Ia mulai berbicara dengan tangan yang menempel di kaca besar pembatas ruangan itu. "Hei jagoan, semua bayi-bayi di sini memang lucu, namun kamulah yang terkuat dan Kamulah yang terhebat kamu bertahan untuk orang-orang yang menyayangimu, kamu harus hidup maka kamu akan menikmati semua kebahagiaan atas semua perjuanganmu!" lirih Steve.
Anehnya lagi-lagi air matanya menetes, ia seperti tak tega melihat bayi itu bertahan dengan banyak alat medis menempel di tubuhnya yang amat sangat kecil.

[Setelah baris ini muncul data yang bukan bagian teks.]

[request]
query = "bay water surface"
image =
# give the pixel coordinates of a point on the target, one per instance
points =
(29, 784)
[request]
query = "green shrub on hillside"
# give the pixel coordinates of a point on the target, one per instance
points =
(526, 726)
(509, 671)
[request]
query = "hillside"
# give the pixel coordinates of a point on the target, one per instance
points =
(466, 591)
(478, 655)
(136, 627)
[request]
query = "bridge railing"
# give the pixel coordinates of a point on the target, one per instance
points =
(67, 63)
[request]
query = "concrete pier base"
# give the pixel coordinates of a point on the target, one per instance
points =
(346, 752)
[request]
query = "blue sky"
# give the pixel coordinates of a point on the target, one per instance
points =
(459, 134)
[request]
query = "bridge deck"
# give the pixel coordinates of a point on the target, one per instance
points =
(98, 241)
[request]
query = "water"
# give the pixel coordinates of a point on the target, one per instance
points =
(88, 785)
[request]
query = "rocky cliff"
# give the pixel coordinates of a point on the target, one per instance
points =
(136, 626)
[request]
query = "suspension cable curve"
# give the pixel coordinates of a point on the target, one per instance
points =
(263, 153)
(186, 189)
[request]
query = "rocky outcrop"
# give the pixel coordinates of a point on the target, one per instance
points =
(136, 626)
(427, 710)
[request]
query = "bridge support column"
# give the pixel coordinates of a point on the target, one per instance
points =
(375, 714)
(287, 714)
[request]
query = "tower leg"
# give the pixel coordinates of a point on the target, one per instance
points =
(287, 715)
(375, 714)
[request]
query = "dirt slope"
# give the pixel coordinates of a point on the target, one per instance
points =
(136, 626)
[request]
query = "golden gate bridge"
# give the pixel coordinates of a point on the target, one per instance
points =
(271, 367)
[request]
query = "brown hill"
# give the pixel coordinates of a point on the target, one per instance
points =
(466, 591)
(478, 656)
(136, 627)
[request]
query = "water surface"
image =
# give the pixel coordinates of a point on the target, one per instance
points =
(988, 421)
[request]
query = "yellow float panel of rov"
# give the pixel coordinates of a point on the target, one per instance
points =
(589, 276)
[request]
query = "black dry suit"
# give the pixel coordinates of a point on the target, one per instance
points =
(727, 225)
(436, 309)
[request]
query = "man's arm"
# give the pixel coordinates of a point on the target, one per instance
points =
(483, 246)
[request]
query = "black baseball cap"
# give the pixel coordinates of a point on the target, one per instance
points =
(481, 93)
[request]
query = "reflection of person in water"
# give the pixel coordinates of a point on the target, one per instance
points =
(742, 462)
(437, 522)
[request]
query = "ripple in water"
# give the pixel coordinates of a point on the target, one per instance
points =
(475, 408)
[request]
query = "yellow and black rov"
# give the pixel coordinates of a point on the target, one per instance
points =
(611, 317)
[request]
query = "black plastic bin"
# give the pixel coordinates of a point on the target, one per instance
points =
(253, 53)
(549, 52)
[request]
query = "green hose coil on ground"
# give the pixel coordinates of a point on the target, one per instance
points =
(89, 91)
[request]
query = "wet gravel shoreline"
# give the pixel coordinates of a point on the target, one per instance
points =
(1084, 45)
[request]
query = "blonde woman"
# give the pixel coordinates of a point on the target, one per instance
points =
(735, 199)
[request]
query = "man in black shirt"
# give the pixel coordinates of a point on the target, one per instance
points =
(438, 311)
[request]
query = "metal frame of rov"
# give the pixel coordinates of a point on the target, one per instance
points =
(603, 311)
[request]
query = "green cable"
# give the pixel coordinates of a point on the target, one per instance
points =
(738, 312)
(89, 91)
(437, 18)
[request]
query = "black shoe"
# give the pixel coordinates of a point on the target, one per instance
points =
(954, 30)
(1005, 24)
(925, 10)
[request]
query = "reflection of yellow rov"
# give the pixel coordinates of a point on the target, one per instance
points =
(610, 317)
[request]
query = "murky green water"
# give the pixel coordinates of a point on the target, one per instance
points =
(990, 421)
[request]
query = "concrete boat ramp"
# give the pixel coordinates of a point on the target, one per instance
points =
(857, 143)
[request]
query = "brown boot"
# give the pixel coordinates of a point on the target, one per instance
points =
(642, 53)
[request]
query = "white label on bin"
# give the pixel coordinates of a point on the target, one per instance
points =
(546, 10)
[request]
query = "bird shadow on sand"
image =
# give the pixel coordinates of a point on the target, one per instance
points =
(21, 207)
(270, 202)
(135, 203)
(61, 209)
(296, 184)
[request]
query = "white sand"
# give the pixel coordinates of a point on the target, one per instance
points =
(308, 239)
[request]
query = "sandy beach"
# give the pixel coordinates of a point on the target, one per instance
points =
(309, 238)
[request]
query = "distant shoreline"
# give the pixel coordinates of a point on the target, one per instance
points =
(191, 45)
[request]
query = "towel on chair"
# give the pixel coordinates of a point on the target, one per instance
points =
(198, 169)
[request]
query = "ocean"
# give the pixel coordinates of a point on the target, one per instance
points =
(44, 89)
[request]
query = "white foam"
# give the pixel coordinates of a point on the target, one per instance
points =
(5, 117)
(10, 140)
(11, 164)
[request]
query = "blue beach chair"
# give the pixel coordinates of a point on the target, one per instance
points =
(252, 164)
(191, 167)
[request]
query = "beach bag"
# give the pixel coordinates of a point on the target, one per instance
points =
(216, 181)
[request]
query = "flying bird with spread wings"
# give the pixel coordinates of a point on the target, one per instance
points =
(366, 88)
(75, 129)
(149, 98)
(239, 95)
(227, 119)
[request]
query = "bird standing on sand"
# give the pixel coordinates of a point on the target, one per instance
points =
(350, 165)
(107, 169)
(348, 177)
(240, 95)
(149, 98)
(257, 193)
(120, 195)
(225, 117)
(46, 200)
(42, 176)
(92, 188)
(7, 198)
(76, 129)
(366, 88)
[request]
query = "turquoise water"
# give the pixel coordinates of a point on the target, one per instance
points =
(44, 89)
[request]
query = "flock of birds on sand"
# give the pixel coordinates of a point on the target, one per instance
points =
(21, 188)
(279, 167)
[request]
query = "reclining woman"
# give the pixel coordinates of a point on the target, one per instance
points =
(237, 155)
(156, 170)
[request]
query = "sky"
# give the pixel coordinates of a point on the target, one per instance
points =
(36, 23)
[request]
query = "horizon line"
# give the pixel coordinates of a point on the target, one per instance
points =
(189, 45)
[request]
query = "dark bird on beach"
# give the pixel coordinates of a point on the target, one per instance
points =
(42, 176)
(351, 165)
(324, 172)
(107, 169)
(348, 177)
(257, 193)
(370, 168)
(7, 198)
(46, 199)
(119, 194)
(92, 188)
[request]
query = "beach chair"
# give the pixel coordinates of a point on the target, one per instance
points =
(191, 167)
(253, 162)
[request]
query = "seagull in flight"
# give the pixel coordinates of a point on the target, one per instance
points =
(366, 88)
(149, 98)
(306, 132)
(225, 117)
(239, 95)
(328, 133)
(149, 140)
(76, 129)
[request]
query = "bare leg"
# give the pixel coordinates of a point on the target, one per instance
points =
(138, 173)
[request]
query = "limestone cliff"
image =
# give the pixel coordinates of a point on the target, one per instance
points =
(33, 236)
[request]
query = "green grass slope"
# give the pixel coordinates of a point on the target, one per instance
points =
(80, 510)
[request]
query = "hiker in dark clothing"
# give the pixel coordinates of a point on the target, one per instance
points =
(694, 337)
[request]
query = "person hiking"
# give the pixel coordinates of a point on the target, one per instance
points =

Ia kemudian berbalik setelah melambaikan tangannya dan berkata akan kembali lagi.
Ia berjalan dengan pelan sembari menepuk dada kirinya dengan tangan. "Bagaimana bisa bayi sekecil itu menahan sakit dan berjuang untuk hidupnya dengan bantuan alat-alat yang menghalangi geraknya!" lirih Steve sembari rasa perih di hatinya membuat ia tak kuat menahan tangis sehingga berpegangan pada dinding.
Perasaan yang sama muncul padanya bukan hanya saat melihat Sonia, namun saat melihat putranya juga. Hal itu membuatnya bingung.